Recursive polyploidizations and re-diploidizations can lead to highly dynamic changes of plant genomes, including rapid expansion and reduction of chromosome number [33–37]. The remarkable changes of chromosome number mainly generated from chromosomal rearrangements of ancestral genomes of existing species, showing a large number of chromosomal inversion, translocation, and fusion [38]. Chromosome fusion is the main way to reduce the number of chromosomes after polyploidy which includes three patterns, chromosome end-to-end joining (EEJ), nested chromosome fusion (NCF), and chromosome translocation (CT) [39]. For the extant Asteraceae plants, the numbers of basic chromosomes of different species varies greatly, ranging from n = 2 to 216 [22]. This large variation of Asteraceae chromosome numbers has attracted many studies to infer the ancestral Asteraceae karyotype. It is suggested that the basic chromosome number of diploid ancestor is most likely n = 9 or 2 [22]. These hypotheses are based on the comparison and induction of the basic chromosome number of the existing Asteraceae plants, lacking the consideration of the ancient genome rearrangement. The seven chromosomes in eudicot common ancestor (ECA) has been demonstrated in previous study [18]. Asteraceae plants underwent at least two genome-wide triplications (ECH and ACH events) from ECA, but the extant genomes only have smaller chromosome numbers, far less than the expected chromosomes (7 × 3 × 3 = 63). For example, the L. sativa has only nine gametic chromosomes. This indicates that the L. sativa and other Asteraceae plants experienced large-scale chromosomal rearrangements, as demonstrated in previous study that is inferred the genomes of L. sativa, H. annuus, and Cynara cardunculus have large number of chromosome fusions and fissions [2]. Currently, although the paleohistory of chromosome evolution of Asteraceae has been preliminarily speculated, the ancestral karyotype and chromosome evolutionary trajectories of Asteraceae plants, remains poorly understood.

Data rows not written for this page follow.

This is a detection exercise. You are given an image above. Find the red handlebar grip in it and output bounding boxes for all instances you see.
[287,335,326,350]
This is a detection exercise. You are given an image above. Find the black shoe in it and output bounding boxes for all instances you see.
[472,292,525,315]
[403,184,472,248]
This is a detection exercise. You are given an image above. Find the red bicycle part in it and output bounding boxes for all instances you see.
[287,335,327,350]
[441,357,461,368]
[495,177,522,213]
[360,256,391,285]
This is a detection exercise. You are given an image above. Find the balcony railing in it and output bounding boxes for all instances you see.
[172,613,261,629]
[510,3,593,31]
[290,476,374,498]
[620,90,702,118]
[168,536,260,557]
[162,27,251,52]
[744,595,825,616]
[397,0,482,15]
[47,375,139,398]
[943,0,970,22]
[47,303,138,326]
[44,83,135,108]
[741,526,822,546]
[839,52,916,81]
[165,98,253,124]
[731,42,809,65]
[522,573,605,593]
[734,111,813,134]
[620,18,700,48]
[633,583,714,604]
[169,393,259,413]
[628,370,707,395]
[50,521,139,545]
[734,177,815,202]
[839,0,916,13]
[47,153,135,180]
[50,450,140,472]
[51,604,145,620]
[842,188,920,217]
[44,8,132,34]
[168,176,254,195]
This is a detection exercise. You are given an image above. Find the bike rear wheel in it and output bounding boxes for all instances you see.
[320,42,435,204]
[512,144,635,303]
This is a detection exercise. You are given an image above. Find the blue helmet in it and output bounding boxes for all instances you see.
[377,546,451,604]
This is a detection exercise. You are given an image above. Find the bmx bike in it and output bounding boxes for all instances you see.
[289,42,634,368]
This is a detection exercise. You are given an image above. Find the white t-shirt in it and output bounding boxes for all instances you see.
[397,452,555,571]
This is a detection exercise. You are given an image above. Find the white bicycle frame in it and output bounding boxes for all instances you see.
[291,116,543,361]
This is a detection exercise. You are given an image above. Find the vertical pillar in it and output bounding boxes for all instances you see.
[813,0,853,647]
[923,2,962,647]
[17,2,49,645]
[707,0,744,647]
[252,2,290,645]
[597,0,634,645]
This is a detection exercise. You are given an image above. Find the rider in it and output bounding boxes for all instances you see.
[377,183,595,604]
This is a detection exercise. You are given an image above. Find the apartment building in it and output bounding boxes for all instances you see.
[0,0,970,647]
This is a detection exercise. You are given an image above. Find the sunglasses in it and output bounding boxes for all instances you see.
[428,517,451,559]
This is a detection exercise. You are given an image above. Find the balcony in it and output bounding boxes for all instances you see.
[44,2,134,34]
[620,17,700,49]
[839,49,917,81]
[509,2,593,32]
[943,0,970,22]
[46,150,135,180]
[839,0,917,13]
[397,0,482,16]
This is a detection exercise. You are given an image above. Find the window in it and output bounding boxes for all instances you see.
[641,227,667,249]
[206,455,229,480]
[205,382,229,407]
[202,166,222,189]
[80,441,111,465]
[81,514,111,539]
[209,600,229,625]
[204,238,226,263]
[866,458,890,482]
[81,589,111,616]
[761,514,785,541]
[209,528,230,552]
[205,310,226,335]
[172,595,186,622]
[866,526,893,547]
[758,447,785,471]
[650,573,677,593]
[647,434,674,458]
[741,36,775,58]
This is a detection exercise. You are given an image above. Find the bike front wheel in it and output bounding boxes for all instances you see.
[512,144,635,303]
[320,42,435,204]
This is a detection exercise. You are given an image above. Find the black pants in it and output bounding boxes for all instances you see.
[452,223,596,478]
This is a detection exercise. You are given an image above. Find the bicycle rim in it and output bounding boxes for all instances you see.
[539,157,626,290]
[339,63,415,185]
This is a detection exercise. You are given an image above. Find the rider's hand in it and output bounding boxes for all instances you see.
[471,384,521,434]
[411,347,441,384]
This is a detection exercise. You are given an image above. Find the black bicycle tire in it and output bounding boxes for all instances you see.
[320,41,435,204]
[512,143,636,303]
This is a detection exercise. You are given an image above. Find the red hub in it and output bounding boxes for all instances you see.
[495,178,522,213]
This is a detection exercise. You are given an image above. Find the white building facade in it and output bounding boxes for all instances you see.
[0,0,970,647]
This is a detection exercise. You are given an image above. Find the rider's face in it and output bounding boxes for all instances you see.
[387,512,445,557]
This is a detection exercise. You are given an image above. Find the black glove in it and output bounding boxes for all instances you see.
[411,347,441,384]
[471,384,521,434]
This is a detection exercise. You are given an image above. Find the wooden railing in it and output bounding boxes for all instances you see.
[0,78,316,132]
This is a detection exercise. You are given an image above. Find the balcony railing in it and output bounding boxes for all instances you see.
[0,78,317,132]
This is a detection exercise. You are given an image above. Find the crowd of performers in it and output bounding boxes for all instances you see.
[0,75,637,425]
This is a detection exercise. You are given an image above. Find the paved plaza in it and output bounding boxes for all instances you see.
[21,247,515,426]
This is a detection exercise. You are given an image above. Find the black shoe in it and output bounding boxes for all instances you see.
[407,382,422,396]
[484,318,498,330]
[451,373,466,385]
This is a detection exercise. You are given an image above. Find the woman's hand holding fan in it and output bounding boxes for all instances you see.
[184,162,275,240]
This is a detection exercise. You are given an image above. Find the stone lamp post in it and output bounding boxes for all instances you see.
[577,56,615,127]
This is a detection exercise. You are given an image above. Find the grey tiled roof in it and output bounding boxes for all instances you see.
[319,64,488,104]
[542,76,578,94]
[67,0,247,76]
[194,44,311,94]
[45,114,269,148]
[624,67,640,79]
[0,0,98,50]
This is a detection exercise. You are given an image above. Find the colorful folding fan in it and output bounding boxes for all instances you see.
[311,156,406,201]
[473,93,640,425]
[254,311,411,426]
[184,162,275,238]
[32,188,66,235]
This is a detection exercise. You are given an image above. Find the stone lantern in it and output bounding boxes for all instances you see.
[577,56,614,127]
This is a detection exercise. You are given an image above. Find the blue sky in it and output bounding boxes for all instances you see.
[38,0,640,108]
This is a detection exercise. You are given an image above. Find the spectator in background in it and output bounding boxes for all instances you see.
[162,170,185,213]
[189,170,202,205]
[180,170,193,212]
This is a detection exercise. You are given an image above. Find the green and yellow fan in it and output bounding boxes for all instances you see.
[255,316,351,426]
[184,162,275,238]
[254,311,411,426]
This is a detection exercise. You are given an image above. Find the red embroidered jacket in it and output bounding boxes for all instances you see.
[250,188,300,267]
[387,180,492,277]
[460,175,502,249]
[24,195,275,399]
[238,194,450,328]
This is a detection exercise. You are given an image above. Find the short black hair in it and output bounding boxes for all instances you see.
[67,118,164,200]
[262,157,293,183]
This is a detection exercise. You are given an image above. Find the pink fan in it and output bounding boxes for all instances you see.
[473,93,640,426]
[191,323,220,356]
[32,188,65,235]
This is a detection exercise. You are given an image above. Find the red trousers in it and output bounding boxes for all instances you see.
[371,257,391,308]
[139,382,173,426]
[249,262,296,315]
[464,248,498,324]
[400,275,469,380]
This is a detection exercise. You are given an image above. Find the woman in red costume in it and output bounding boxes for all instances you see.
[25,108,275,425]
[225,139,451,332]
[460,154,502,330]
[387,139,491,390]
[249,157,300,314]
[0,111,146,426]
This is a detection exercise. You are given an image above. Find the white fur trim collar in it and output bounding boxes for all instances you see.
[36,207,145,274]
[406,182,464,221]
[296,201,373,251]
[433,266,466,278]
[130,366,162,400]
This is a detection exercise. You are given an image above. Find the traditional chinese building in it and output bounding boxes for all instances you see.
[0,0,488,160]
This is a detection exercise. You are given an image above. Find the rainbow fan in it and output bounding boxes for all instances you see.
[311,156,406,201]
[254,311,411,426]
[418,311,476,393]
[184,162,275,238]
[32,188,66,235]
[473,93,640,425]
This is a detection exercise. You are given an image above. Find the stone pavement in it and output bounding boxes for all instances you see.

In this study, by further improving our previously developed genome analysis pipeline [16], we compared 11 genomes from 10 genera of the family Asteraceae and reference genome Vitis vinifera. We provided clear evidence for the “two-step” duplications of hexaploidization in Asteraceae. Based on the identified genomic homologies associated with polyploidization and species divergence events, we constructed a multigenomic alignment framework for Asteraceae with a focus on L. sativa and H. annuus. According to the cross-species genomic alignment, we compared the fractionation patterns of polyploidizations produced subgenomes. Importantly, we constructed the ancestral karyotypes of key evolutionary nodes and inferred the evolutionary trajectories of chromosomes during the diversification of Asteraceae, revealing the flexible reshuffling of ancient Asteraceae. As an exploration of biological functions, we studied the plasticity of important trait genes affected by paleogenomic remodeling during the polyploidizations and (re)diploidizations, taking the Heat Shock Transcription Factors (Hsfs) of Asteraceae as a representative gene family.

Results

Paleoployploidization histories of Asteraceae genomes

To clearly understand the ancient polyploidization histories of Asteraceae plants, we performed synteny analysis on 11 genomes from 10 genera of Asteraceae and the reference genome V. vinifera (Fig. 1A). Among these genomes, we found that the Asteraceae plants usually have more syntenic genes than the V. vinifera. Meanwhile, we also found greater number of syntenic genes in the genomes of H. annuus, M. micrantha and S. rebaudiana in subfamily Asteroideae than the other Asteraceae plants (Supplementary Table S1). It is mainly because all of these Asteraceae plants experienced an additional ACH event after the ECH, and the Asteroideae plants affected by further round of AST event. We then described the synonymous nucleotide substitution rate (Ks) distributions of syntenic genes among Asteraceae genomes, which were related to the key evolutionary events (Fig. 1B and Supplementary Table S2). The Ks distribution peaks of syntenic gene pairs in L. sativa and H. annuus genomes showed two peaks approximately at 0.95, and 1.1, respectively, which were related to the ACH event. In addition to that, we also found another younger Ks peak in H. annuus approximately at 0.56, corresponding to the genome-wide doubling event AST (Fig. 1B and Supplementary Table S2). We determined the Ks peaks related to the species divergence events of V. vinifera-H. annuus, V. vinifera-L. sativa, and L. sativa-H. annuus, and found that these peaks were located at ~1.61, ~1.52, and ~ 0.56, respectively. These Ks peaks of syntenic genes among genomes can provide great convenience for the identification of homologous genomic regions associated with the polyploidization and speciation events.

Figure 1.

Figure 1

Inference of polyploidization events in the genomes of the studied Asteraceae. (A) Phylogenetic tree of some species of Asteraceae. Different colored stars indicate different multiploidy events, ECH: the core eudicot common hexaploidization, ACH: hexaploidization shared by most if not all Asteraceae plants, AST: the Asteroideae specific tetraploidization. (B)Ks distributions of gene pairs in syntenic blocks among compared genomes. (C) After evolutionary rate correction, Ks values distributions and times of the key evolutionary events. (D) Specific intergenomic synteny blocks dotplots among the genomes of V. vinifera, L. sativa, and H. annuus. (E) Specific synteny blocks dotplots among the genomes of L. sativa with L. sativa, and H. annuus. The Ks median of gene pairs in homologous genomic regions were represented near the highlighted boxes.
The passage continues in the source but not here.